Tuesday, September 4, 2012

Reverse engineering Vegas and the NFL

I don't gamble, but I love Vegas. Sports gambling creates a semi-liquid information aggregator. Like the stock market, people make gambling decisions based on the information they have. The more confident they are in that information, the more they will bet. The price goes up or down to reflect the general direction of all this accumulated knowledge. As long as people are rational (which, of course, is not always the case in sports*) odds in Vegas, like prices in the stock market, should reflect all available information (see efficient market hypothesis). So, even though people are not forced to disclose their information, the consequence of that information is made public.

And I can use that.

I started with NFL win total over/unders. Using those numbers and team schedules, I estimated team power rankings (T), strength of schedule (O) and game-by-game probabilities. With those game-by-game probabilites, I calculated playoff (P=Playoff, WC=wild card) and division title probabilities. In short, I used 32 numbers generated by a sports gambling market to map out the NFL season.

[The power rankings are scaled to point margins, so to estimate an average margin of victory subtract O from T and add or subtract 3 or 3.5 points for home field advantage.]

* On that note, these specific win totals add up to 262, which is remarkable since there are only 256 games . I assume that, because most fans are irrationally optimistic about their own team and they are also more likely to place a bet on their team, win totals are impossibly optimistic as well.


  1. Interesting, but you really need to factor in the money line odds to get at the true implied win totals. E.g., Ari is under 7 -210, which is closer to a 6.5 implied win total than 7.

    1. That's a fair point. Had this been more than a demonstration exercise I definitely would have needed to account for money lines - for example, if you were to try and use this method to arbitrage win total-based playoff odds against quoted playoff odds.

      I would have needed to set the simulation to match probabilities above and below the win totals instead of the win totals themselves. I quickly abandoned that idea 1) because I didn't want this to become anything more than a quick demonstration exercise and 2) I found that the money lines emerged somewhat spontaneously from the results (corr=.3).

    2. Not sure what you mean by number 2? The money lines simply adjust the true implied o/u numbers. For there to be a correlation between your projections and the direction of the money lines would be fully expected. Or am I not understanding what you are saying?

    3. One way of looking at it is that the o/u money lines compensate for the rounding of the expected win total to the bet-able win total. The expected win total might be 10.9, but 11 is reported with higher odds on the under, therefore implying a value closer to 10.9.
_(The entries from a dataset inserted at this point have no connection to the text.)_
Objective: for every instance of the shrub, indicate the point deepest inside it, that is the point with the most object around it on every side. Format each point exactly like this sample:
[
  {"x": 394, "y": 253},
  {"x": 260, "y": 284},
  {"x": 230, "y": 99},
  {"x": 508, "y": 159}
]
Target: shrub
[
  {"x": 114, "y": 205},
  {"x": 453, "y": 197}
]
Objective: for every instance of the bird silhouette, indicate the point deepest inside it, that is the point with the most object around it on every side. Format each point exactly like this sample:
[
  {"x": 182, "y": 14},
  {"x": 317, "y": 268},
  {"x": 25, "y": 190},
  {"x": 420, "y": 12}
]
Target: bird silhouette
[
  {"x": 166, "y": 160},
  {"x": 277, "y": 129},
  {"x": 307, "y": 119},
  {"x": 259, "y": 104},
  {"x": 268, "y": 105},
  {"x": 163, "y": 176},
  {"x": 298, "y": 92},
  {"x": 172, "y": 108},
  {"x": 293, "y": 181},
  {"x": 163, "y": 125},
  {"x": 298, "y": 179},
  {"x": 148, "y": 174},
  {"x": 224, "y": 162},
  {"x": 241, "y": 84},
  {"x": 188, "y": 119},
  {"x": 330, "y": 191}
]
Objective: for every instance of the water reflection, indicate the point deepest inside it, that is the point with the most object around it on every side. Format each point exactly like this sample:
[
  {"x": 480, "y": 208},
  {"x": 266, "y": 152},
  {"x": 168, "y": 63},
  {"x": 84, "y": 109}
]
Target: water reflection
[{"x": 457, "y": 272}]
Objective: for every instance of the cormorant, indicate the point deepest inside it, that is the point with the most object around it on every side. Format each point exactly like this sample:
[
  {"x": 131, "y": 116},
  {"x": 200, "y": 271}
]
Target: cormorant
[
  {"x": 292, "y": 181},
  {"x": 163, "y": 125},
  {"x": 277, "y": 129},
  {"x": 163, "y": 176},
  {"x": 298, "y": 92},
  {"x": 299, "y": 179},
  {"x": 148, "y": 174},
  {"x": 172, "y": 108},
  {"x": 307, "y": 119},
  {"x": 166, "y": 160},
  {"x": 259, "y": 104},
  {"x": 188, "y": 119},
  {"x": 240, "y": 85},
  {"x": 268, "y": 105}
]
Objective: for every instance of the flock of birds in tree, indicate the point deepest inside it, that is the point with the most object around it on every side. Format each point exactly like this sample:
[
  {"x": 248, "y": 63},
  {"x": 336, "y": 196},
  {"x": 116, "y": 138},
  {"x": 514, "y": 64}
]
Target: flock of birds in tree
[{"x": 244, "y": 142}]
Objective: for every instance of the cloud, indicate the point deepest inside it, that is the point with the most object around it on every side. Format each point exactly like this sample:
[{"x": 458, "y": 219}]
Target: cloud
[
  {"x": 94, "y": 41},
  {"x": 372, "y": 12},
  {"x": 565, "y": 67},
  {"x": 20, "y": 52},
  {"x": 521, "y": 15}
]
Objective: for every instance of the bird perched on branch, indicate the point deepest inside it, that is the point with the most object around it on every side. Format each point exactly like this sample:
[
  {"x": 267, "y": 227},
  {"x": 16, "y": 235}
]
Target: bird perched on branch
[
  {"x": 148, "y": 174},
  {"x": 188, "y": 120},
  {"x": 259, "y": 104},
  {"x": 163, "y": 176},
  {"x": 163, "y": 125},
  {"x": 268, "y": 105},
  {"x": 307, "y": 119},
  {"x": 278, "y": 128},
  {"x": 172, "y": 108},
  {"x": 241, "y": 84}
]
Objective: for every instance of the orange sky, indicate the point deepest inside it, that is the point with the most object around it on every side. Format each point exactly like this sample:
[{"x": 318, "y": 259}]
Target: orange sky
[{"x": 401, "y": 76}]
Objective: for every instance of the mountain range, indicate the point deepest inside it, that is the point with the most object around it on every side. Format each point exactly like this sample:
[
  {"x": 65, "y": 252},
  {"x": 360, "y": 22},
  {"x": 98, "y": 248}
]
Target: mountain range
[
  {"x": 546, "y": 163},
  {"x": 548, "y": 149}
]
      My model did not use money lines, so it assumed the bet-able win totals were the expected win totals. If, for example, the reported win totals were all set at 8 and o/u money lines were used to imply expected win totals, my model would have rated all 32 teams evenly across the board. This would give them a 50% chance in each game (a little bit better for home games and worse for road games) and an expected win total of 8.

      Now, when I actually ran the model, the final expected win totals from the model were different than the bet-able win totals (one reason for this is that it would not predict 262 total wins). What I am saying is that the error between the model's expected win totals and the bet-able win totals is positively correlated with the difference between the implied win totals from the money lines (the actual expected win totals) and the bet-able win totals. Given the hypothetical example above, there is no reason to inherently expect this (but there are reasons this correlation could be non-random).

  2. I think the win totals add up to 262 because of the vig -- vegas makes it's money off the fact that their win odds add up to over 100%. That's why normal games -110 vs -110 (or 52.3% to 52.3% which is over 100%).

    1. That would make sense if they were giving odds for each game. Then a 10 percent overround would produce 25 extra wins. But here the vig comes from the o/u money lines. You don't bet on win totals, you bet on the probability of it being over or under an arbitrary line.